Day Twenty-Nine (pursuit of happiness).
Posted on July 4, 2012
It is pretty much inevitable that you will have a wedding at least one weekend during the summer you are studying for the bar exam. Ours was last weekend. Ours was just brilliant.
My childhood best friend, Scottie, married his love, Tim, this past Saturday. That picture up there captures Scott and Tim mid-hora, courtesy of the lovely and way-better-with-a-camera-than-I Jenn. Down to a person, everyone in attendance was over the moon to be at their beautiful, elegant, fun wedding and, more importantly, to see our two get married. They are fabulous, and they are fabulous together. And, frankly, there is something sacred about being at a wedding that is so right, and which was, not too many years ago — and still is, in the vast majority of places – unconstitutional. Scott and Tim’s wedding was as precious as its grooms.
Though today was the Fourth of July, Kristen was back in full-on study mode. While Kristen spent six hours taking a nasty mock MBE, in between walking Daphne and being really quiet, I had time to do a bit of reading. This included thanks to Ryan McKeen, of Kurt Anderson’s New York Time’s article “The Downside of Liberty.” According to Mr. Anderson:
From the beginning, the American idea embodied a tension between radical individualism and the demands of the commonwealth. The document we’re celebrating today says in its second line that axiomatic human rights include “Life, Liberty and the pursuit of Happiness” – individualism in a nutshell. But the Declaration’s author was not a greed-is-good guy: “Self-love,” Jefferson wrote to a friend 38 years after the Declaration, “is no part of morality. Indeed it is exactly its counterpart. It is the sole antagonist of virtue leading us constantly by our propensities to self-gratification in violation of our moral duties to others.”
This reminded me of a line I loved from Scott and Tim’s wedding ceremony. Their rabbi explained that the three responsibilities of marriage are to take care of yourself, to take care of your partner, to take care of the world. That line was so striking to me because of the obvious but rarely mentioned truth of the first, and even more obvious and even less often mentioned truth of the third. Jefferson and his comrades, as we are so often reminded in other contexts — for example in furtherance of the argument to deny Tim and Scott’s right to marry — came from a Judeo-Christian tradition. The good parts of that 18th century Judeo-Christian tradition resulted in the Declaration’s being written by folks who did not need the same reminders as we do about the necessity to make taking care of the world an equal priority to taking care of one’s self and one’s spouse.
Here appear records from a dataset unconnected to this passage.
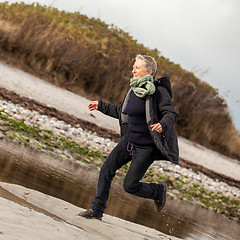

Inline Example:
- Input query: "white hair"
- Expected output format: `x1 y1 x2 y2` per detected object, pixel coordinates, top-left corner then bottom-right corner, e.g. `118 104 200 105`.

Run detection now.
136 54 157 76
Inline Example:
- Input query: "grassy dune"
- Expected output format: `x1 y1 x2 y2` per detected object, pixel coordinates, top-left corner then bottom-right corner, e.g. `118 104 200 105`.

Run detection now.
0 3 240 159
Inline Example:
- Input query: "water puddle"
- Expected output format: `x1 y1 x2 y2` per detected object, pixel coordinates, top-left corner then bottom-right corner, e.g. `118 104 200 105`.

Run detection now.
0 150 240 240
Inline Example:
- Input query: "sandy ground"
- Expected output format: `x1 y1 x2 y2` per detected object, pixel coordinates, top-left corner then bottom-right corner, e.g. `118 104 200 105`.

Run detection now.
0 63 184 240
0 182 179 240
0 62 240 181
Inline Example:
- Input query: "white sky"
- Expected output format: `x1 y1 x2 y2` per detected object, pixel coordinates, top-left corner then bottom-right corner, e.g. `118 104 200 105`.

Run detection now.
0 0 240 130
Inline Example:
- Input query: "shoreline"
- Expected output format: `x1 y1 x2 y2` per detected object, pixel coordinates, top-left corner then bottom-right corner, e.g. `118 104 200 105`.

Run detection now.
0 96 240 218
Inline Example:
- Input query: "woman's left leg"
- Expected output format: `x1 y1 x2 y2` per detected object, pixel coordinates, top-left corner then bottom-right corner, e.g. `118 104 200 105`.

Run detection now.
123 145 164 199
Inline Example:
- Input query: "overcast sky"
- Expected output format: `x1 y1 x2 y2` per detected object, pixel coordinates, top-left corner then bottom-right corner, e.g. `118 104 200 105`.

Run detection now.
3 0 240 130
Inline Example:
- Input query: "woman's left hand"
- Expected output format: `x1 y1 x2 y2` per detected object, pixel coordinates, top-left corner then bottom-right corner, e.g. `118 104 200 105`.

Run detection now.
150 123 162 133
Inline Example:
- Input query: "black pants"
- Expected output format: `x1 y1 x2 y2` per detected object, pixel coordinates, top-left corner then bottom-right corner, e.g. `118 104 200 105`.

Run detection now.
92 136 163 213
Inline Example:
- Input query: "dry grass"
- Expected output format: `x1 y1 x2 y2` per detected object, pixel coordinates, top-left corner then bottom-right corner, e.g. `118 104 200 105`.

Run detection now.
0 3 240 159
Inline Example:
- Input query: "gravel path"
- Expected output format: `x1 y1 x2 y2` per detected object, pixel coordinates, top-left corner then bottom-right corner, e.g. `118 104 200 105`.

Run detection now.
0 62 240 181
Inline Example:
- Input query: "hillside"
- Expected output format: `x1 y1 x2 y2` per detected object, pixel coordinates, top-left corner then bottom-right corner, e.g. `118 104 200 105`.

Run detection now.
0 3 240 159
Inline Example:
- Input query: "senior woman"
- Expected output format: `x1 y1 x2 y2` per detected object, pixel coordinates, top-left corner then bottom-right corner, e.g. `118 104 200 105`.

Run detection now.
79 54 179 219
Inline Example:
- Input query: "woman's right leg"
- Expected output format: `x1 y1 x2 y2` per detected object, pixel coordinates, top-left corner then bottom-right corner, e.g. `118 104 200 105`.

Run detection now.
92 136 132 215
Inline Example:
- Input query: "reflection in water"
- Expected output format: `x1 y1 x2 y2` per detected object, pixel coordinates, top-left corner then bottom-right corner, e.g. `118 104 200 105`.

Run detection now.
0 146 240 240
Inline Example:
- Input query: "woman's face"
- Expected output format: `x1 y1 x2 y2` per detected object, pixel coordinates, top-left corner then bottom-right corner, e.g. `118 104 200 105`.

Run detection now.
132 58 152 79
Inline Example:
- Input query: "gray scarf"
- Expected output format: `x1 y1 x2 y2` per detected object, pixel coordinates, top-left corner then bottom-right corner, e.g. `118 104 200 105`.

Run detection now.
130 75 156 98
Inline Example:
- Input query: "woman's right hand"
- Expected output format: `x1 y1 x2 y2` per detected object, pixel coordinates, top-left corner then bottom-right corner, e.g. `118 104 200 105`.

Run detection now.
88 101 98 111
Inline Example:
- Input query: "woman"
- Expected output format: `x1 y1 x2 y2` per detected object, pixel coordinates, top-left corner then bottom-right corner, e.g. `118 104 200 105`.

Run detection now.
79 54 178 219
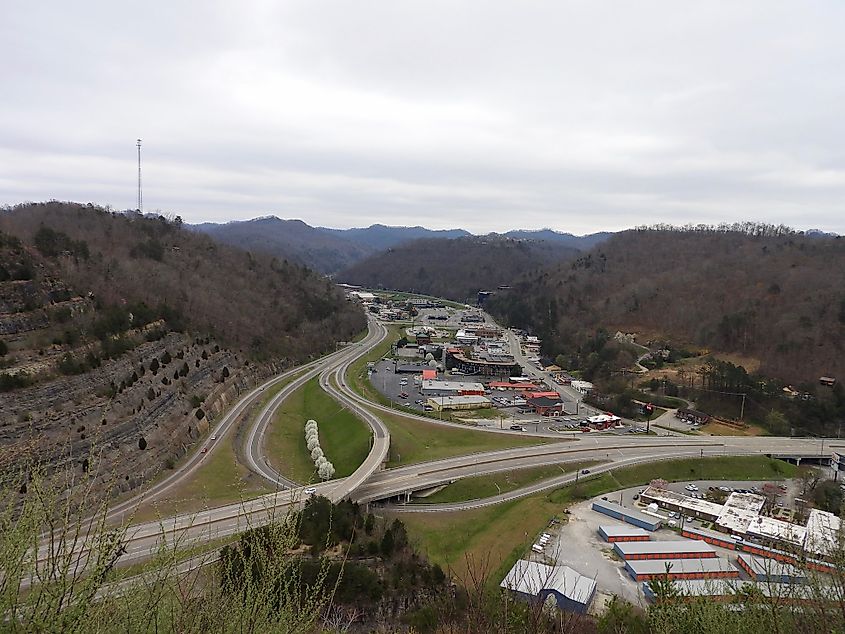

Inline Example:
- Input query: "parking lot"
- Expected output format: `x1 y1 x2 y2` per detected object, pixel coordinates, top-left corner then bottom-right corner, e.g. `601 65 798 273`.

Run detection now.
370 359 645 435
540 480 795 605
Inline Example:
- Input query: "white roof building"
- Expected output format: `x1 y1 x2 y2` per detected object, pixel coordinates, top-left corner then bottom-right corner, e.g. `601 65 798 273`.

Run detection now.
746 515 807 547
499 559 596 610
716 493 766 534
422 379 484 394
804 509 842 555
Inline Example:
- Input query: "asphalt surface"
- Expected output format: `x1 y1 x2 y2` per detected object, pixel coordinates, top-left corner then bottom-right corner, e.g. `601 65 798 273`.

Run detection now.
31 306 845 592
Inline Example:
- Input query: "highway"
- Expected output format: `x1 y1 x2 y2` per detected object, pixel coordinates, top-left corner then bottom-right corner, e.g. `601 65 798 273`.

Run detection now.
102 344 360 519
243 319 389 488
26 304 845 588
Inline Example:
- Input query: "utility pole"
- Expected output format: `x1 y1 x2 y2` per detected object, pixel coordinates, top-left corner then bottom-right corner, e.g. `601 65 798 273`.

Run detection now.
136 139 144 214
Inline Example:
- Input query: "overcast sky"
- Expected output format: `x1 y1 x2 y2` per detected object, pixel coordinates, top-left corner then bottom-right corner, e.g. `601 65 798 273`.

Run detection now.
0 0 845 233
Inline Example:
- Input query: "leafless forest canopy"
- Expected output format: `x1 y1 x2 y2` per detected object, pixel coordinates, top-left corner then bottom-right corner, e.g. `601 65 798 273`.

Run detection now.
0 202 364 360
490 223 845 382
337 235 579 302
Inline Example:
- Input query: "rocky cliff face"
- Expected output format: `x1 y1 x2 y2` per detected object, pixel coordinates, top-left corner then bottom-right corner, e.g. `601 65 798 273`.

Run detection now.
0 230 281 494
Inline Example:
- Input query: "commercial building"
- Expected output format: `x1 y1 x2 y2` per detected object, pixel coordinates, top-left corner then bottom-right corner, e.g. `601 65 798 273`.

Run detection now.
487 381 540 392
445 348 522 377
716 493 766 535
681 526 835 572
526 394 563 416
592 500 660 531
640 487 841 570
804 509 841 557
625 557 739 581
736 553 807 583
525 390 560 401
420 379 484 396
598 524 651 544
745 515 807 550
640 487 722 522
426 396 491 412
499 559 596 614
613 539 716 561
569 380 593 394
681 525 739 550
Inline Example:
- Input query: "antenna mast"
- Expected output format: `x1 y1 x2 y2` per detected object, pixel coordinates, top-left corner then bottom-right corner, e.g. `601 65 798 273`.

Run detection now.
137 139 144 213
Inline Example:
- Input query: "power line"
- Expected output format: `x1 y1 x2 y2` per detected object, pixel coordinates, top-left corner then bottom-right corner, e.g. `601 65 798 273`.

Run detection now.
136 139 144 213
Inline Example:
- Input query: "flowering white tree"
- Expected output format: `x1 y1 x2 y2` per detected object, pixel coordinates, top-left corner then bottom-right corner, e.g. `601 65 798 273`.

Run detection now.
305 420 335 480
Again, Mr. Anderson:
People on the political right have blamed the late ’60s for what they loathe about contemporary life – anything-goes sexuality, cultural coarseness, multiculturalism. And people on the left buy into that, seeing only the ’60s legacies of freedom that they define as progress. But what the left and right respectively love and hate are mostly flip sides of the same libertarian coin minted around 1967. Thanks to the ’60s, we are all shamelessly selfish.
It is thanks to the gay rights movement that began in the 1960s that Scott and Tim can be married and pursue their happiness, and for that we are tremendously indebted. In 1814, Jefferson wrote “that our tendencies toward selfishness where liberty and our pursuit of happiness lead us require ‘correctives which are supplied by education’ and by ‘the moralist, the preacher, and legislator.’” Scott and Tim’s rabbi did just that.
The union needs more glorious gay weddings.